Saudi Arabia, meanwhile, is struggling to extricate itself from the Yemeni quagmire a year after intervening in the country’s civil war. Riyadh is determined to deny bitter rival Iran sway over another Arab capital. It has focused on attacking the Houthis who have seized parts of northern Yemen and who are allied to Iran.

But despite thousands of aerial bombings, the Saudis and their Gulf allies have failed to push the Houthis from the capital Sanaa. An estimated 6,000 people, half of them civilians, have been killed. A temporary ceasefire between the internationally recognised government, which is backed by the Saudis, and the Houthis is due to begin on April 10.
PARIS: Gunmen return to their car after the attack on the offices of French satirical weekly newspaper Charlie Hebdo in January 2015. REUTERS/Reuters TV
In a recent statement issued by the Saudi embassy in Washington, Saudi officials said that their campaign had “denied terrorists a safe haven in Yemen.”

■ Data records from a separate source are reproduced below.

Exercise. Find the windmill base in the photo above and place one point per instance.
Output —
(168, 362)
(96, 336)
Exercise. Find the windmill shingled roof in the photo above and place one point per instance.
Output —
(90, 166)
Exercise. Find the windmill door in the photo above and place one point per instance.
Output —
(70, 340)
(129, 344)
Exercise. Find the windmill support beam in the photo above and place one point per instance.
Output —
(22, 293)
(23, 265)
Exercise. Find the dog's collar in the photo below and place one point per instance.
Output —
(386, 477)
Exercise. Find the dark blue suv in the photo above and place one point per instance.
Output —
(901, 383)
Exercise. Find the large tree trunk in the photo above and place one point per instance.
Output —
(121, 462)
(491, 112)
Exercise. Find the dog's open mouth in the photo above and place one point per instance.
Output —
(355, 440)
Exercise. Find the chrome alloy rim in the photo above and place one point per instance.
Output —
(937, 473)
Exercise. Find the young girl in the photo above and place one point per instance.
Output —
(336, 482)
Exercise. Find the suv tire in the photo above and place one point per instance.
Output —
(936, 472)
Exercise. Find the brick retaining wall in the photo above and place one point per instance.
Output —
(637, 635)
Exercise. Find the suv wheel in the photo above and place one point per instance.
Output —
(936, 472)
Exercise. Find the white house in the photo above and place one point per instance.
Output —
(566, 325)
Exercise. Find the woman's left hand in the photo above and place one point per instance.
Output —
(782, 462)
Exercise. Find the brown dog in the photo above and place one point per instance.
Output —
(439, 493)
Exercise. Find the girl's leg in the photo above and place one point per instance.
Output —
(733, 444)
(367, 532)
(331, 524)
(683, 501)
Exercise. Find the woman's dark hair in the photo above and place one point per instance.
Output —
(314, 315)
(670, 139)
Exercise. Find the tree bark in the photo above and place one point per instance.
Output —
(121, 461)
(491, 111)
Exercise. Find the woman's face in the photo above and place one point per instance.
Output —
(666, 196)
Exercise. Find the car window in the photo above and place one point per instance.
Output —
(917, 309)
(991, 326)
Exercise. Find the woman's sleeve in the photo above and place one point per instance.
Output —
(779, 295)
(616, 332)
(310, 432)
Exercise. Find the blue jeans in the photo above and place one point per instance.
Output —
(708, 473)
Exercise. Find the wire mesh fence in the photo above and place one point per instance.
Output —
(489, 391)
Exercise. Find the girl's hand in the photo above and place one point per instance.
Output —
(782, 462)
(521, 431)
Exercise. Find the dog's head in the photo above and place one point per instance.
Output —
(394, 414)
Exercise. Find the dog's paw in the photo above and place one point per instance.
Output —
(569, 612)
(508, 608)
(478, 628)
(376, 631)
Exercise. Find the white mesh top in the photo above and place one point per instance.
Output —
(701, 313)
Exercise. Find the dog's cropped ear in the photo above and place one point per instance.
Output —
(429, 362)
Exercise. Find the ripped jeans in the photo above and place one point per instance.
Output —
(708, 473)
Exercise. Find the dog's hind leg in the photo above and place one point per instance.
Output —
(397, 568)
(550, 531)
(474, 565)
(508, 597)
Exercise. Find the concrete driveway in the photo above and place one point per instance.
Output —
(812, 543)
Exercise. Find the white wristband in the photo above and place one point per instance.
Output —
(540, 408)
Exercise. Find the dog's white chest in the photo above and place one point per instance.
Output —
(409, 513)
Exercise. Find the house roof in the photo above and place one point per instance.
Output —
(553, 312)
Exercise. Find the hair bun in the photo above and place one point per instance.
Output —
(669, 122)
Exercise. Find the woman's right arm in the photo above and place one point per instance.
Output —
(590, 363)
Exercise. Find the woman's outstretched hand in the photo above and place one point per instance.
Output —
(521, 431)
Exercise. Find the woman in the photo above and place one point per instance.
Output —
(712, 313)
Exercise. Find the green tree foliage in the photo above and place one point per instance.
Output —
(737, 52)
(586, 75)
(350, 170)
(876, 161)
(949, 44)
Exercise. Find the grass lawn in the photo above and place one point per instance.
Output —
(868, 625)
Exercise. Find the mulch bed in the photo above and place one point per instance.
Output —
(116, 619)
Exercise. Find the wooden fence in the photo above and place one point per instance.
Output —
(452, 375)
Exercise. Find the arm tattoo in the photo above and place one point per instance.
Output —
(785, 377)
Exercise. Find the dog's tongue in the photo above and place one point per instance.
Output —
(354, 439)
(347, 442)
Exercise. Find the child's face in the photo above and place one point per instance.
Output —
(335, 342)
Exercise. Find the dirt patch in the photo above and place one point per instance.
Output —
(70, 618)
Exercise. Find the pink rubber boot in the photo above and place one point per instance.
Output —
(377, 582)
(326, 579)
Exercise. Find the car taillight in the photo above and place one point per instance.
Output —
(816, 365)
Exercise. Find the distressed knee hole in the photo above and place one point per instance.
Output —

And yet, AQAP’s strength is growing.

A U.S. counter-terrorism official said AQAP remained one of al Qaeda’s “most potent affiliates.” The United States launched its deadliest air strike yet on the group on March 22nd, killing around 50 of its fighters at a military base outside Mukalla.

“The group’s bomb-making expertise and long-standing ambitions to carry out attacks using novel or complex tactics underscore (the) threat,” the official said.

A senior Yemeni government official said the war against the Houthis “provided a suitable environment for the … expansion of al Qaeda.” The withdrawal of government army units from their bases in the south, allowed al Qaeda to acquire “very large quantities of sophisticated and advanced weapons, including shoulder-fired missiles and armed vehicles.”

As well, the coalition’s preoccupation with fighting the Houthis “made it easier for al Qaeda elements to expand in more than one area,” he said. “And this is why al Qaeda has today become stronger and more dangerous and we are working with the coalition now to go after elements of the group … and will continue until they are destroyed.”

ANATOMY OF AN ECONOMIC EMPIRE

Barely a week after Saudi Arabia launched “Operation Decisive Storm” against the Houthis in March last year, Yemeni army forces vanished from Mukalla’s streets and moved westward to combat zones, security officials and residents said.

The city’s residents were left defenceless, allowing a few dozen AQAP fighters to seize government buildings and free 150 of their comrades from the central jail. The freed included Khaled Batarfi, a senior al Qaeda leader. Pictures appeared online of Batarfi sitting inside the local presidential palace, looking happy and in control as he held a telephone to his ear.

Tribal leaders in neighbouring provinces told Reuters that, in the security vacuum, army bases were looted and Yemen’s south became awash with advanced weaponry. C4 explosive and even anti-aircraft missiles were available to the highest bidder.